SHOUshou0426 commented 2 years ago

Hello, there is a cutoff in the training data 999 epoch Evaluating k-NN accuracy. appear error:ValueError: range() arg 3 must not be zero but my train afhq datasets likewise error :ValueError: range() arg 3 must not be zero

Traceback (most recent call last): File "train.py", line 258, in File "train.py", line 254, in main File "train.py", line 190, in training_loop File "C:\Users\yuanx.conda\envs\style2\lib\site-packages\torch\autograd\grad_mode.py", line 27, in decorate_context return func(*args, *kwargs) File "C:\Users\yuanx\Desktop\style\style-aware-discriminator\metrics\knn_evaluator.py", line 69, in evaluate top1, top5 = knn_classifier( File "C:\Users\yuanx.conda\envs\style2\lib\site-packages\torch\autograd\grad_mode.py", line 27, in decorate_context return func(args, kwargs) File "C:\Users\yuanx\Desktop\style\style-aware-discriminator\metrics\knn_evaluator.py", line 106, in knn_classifier for idx in range(0, num_test_images, imgs_per_chunk): ValueError: range() arg 3 must not be zero**

this is my print num_test_images, num_chunks = test_labels.shape[0], 100 num_test_images = 32；

imgs_per_chunk = num_test_images // num_chunks imgs_per_chunk = 0

environment：torch=1.11.0+cu113 cuda=11.3

SHOUshou0426 commented 2 years ago

I use the command like this: python train.py --mod-type adain --total-nimg 1.6M --batch-size 4 --load-size 320 --crop-size 256 --image-size 256 --train-dataset datasets/l2l_cloth/train --eval-dataset datasets/l2l_cloth/val --out-dir runs --extra-desc some descriptions

kunheek commented 2 years ago

Hi, can you tell me how many images you are using for your test image? I guess it happens when number of your validation set is less than 100.

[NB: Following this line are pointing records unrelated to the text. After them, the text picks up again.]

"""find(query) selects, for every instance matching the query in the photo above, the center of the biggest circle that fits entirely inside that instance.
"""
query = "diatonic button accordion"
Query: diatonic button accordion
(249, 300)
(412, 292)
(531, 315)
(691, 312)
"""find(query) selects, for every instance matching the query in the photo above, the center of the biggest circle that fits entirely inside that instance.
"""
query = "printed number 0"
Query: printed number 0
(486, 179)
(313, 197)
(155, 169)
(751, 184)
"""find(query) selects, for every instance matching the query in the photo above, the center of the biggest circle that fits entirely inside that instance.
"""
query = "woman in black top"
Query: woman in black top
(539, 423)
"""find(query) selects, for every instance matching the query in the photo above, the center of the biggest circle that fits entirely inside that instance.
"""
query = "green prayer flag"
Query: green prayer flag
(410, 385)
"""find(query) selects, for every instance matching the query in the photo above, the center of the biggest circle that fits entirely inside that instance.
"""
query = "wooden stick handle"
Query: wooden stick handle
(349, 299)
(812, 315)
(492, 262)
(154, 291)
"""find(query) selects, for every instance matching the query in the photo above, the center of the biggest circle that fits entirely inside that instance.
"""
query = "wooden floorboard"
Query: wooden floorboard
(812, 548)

SHOUshou0426 commented 2 years ago

train is 130 images val is 32 images but my use AFHQ dataset appear error ValueError: range() arg 3 must not be zero

SHOUshou0426 commented 2 years ago

train AFHQ dataset is 19999 epoch appear error

kunheek commented 2 years ago

I see. Can you share the command used for AFHQ dataset? I will reproduce it myself. Until the problem is fixed, you can train your model without evaluation by adding --evaluation false to the command. You can evaluate if after training using saved checkpoints.

By the way, due to the use of SwAV, I recommend to use batch size larger than 4 (16 will be enough). Also, 130 images may not be enough if you are training a model from scratch.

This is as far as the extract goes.